Tuesday

Dear Mr. Watterson


It's been fifteen years since Calvin and Hobbes ended. Since then, there have been other decent comic strips in newspapers: Mutts, Get Fuzzy, Pearls Before Swine, but none have come close to touching the pinnacle of cartooning excellence that Calvin and Hobbes represented. That's right, Calvin and Hobbes was the best thing that has ever been printed on a comics page. It's better than Windsor McCay's Little Nemo in Slumberland, better than Walt Kelly's Pogo, and better that Georg Heriman's Krazy Kat. Bill Waterson, C&H's author, has remained reclusive, and has several times published papers or given talks on why he ended the strip after only ten years, and why he prefers to remain out of the public eye.
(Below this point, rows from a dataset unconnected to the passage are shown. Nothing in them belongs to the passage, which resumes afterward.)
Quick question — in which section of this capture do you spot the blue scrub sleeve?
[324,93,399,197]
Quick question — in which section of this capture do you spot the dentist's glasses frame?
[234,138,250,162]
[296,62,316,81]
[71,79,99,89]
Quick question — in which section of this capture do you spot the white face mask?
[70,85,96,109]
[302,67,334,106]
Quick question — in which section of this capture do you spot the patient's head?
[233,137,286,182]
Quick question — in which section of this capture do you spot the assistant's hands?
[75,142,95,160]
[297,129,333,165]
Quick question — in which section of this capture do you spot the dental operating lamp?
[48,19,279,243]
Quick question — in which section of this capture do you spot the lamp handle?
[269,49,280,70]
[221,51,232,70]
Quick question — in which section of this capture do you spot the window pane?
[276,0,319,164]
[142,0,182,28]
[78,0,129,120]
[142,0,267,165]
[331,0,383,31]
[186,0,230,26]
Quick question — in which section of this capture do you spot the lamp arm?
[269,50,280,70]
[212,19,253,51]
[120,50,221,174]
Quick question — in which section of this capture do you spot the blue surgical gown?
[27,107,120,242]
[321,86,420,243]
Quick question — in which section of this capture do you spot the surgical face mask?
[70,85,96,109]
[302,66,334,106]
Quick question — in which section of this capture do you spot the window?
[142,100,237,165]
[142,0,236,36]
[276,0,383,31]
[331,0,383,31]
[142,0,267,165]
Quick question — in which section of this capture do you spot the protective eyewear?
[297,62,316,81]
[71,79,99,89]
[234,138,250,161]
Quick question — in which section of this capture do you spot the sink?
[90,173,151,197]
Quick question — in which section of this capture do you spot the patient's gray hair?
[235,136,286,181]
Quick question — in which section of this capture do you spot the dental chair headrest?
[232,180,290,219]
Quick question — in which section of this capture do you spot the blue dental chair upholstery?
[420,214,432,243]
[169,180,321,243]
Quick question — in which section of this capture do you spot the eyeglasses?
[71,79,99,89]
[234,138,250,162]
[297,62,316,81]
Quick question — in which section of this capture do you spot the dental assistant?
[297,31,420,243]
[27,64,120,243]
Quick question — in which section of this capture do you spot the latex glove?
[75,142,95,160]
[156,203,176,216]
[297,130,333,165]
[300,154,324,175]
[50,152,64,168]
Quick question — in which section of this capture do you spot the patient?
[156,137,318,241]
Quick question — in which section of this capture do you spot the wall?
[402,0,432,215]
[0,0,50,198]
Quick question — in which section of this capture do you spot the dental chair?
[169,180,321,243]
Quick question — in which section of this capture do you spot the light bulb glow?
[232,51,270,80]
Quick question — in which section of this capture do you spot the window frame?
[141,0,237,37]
Recently, however, he gave a short interview to the Cleavland Plain Dealer, which you can read here.

Also, watch the trailer above for the documentary Dear Mr. Watterson, a project in production on the creation and cultural impact of the work.

A great compilation of Watterson's writings can be found here, including his thoughts on Little Nemo, a review of Berke Breathed, and his now famous manifesto The Cheapening of Comics, where he tears into the current syndicate system, and presents his thesis that currently, cartooning is regressing into a more and more inane and primitive form. What Watterson could not have predicted, of course, was webcomics, which give their creators total control over their creations and unlimited space to do it in. Still, webcomics have a ways to go before they start producing really memorable work. At the moment, really exceptional series are few and far between, such as Buttercup Festival, Copper, and Rad Sechrist's Beneath the Leaves and Wooden Rivers.